JAKARTA, KOMPAS — Revitalisasi Taman Ismail Marzuki yang saat ini tengah berjalan diharapkan tidak hanya dilakukan secara fisik, tetapi juga disertai revitalisasi sistem pengelolaan kesenian dan budaya Jakarta. Hal ini dinilai penting agar Jakarta dapat kembali unggul di bidang seni, setidaknya di kawasan Asia Tenggara.
”Begitu ada rencana revitalisasi Taman Ismail Marzuki secara fisik, seniman Jakarta ini menjadi bergairah. Kami ingin melakukan revitalisasi seni dari sisi substansial,” kata seniman musik Embi C Noer yang tergabung dalam Forum Masyarakat Kesenian Jakarta di Balai Kota DKI Jakarta, Senin (11/3/2019).

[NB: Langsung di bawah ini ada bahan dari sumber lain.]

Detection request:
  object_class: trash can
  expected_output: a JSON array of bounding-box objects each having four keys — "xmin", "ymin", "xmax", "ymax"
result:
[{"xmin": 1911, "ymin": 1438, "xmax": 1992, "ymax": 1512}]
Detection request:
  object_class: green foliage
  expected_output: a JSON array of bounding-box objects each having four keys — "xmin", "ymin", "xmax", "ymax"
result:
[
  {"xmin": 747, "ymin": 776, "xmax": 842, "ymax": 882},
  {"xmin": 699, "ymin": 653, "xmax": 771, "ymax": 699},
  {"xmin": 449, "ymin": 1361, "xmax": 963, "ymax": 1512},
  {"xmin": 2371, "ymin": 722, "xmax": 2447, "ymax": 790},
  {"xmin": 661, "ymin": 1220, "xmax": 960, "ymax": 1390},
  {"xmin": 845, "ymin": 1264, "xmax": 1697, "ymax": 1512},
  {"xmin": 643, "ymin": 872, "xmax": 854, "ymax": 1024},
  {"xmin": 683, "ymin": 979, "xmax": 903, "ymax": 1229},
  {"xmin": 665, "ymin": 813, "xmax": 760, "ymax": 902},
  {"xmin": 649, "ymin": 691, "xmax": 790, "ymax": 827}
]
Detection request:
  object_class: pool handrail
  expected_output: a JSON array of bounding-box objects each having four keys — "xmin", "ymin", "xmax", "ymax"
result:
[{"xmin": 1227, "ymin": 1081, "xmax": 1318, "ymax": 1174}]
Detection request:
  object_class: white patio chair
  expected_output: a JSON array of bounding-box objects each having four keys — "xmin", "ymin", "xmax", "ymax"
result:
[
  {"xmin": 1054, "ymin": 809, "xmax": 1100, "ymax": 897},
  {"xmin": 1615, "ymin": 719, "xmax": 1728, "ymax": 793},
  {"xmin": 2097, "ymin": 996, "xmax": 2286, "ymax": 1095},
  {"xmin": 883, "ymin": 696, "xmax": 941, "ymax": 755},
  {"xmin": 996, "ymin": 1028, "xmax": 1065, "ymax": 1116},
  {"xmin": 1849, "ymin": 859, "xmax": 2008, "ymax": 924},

Embi mengatakan, secara substansial, Jakarta saat ini belum mampu menangkap perkembangan kesenian yang saat ini tumbuh di banyak daerah di Nusantara. Revisi sistem pengelolaan seni Jakarta ini harus mampu menangkap dan memberi ruang bagi kesenian-kesenian yang tumbuh di seluruh Nusantara saat ini.
”Jakarta harus mampu menjadi etalase kesenian Indonesia, menginspirasi dan menjadi barometer, tidak saja di Indonesia, tetapi juga di Asia Tenggara, seperti tahun 1970-1980-an,” ujarnya.
Embi mengatakan, dahulu Jakarta menjadi acuan perkembangan seni di Asia Tenggara. Bahkan, konon, Perdana Menteri Singapura Lee Kuan Yew mencontoh Jakarta untuk mengembangkan ruang kesenian di Singapura.
Forum Masyarakat Kesenian Jakarta, Senin, menghadap Gubernur DKI Jakarta Anies Baswedan untuk melakukan revisi tata kelola seni Jakarta tersebut. Hal ini harus dimulai dari revisi Peraturan Gubernur (Pergub) Nomor 64 Tahun 2006 tentang Akademi Jakarta dan Dewan Kesenian Jakarta.
Penyair Imam Maarif mengatakan, pergub tersebut perlu direvisi karena dinilai sebagai akar masalah yang menghambat perkembangan seni Jakarta. Salah satunya adalah usia anggota Akademi Jakarta ataupun Dewan Kesenian Jakarta yang dalam aturan dibatasi maksimal 70 tahun. Namun, hingga sekarang masih banyak anggota yang berusia di atas usia maksimal itu.
Anggota Akademi Jakarta dan Dewan Kesenian Jakarta yang dinilai sudah terlalu lama duduk dalam dua organisasi itu pun dinilai tak mempunyai ide kreatif yang bisa menghidupkan kesenian Jakarta. ”Padahal, mereka menerima hibah, tetapi kalau tidak ada kegiatan, itu bagaimana. Padahal, dana hibah berasal dari Anggaran Pendapatan dan Belanja Daerah yang ujung-ujungnya juga uang rakyat,” katanya.
Untuk itu, Forum Masyarakat Kesenian Jakarta meminta agar secepatnya dilakukan revisi terhadap Pergub No 64/2006 tersebut sebelum 24 April 2019. Hal ini karena masa bakti keanggotaan Dewan Kesenian Jakarta sekarang akan berakhir pada 24 April 2019.
Mereka juga meminta agar dalam pengisian keanggotaan Dewan Kesenian Jakarta tidak lagi dilakukan dengan menggunakan pergub itu, tetapi berdasarkan pergub yang baru hasil revisi. Apabila hingga 24 April 2019 belum ada pengajuan rekomendasi dari Akademi Jakarta, Gubernur DKI Jakarta diminta agar mengeluarkan surat yang menyatakan Dewan Kesenian Jakarta periode sekarang bersifat demisioner sehingga untuk sementara tak mencairkan dana hibah.
Revitalisasi Taman Ismail Marzuki (TIM) yang dikukuhkan Gubernur DKI Jakarta pada 50 tahun TIM, akhir 2018, menetapkan anggaran Rp 446 juta dalam APBD DKI Jakarta 2018. Rinciannya, Rp 273 juta digunakan untuk pelayanan tim revitalisasi, sedangkan sisanya Rp 173 juga untuk peninjauan ulang rencana induk TIM.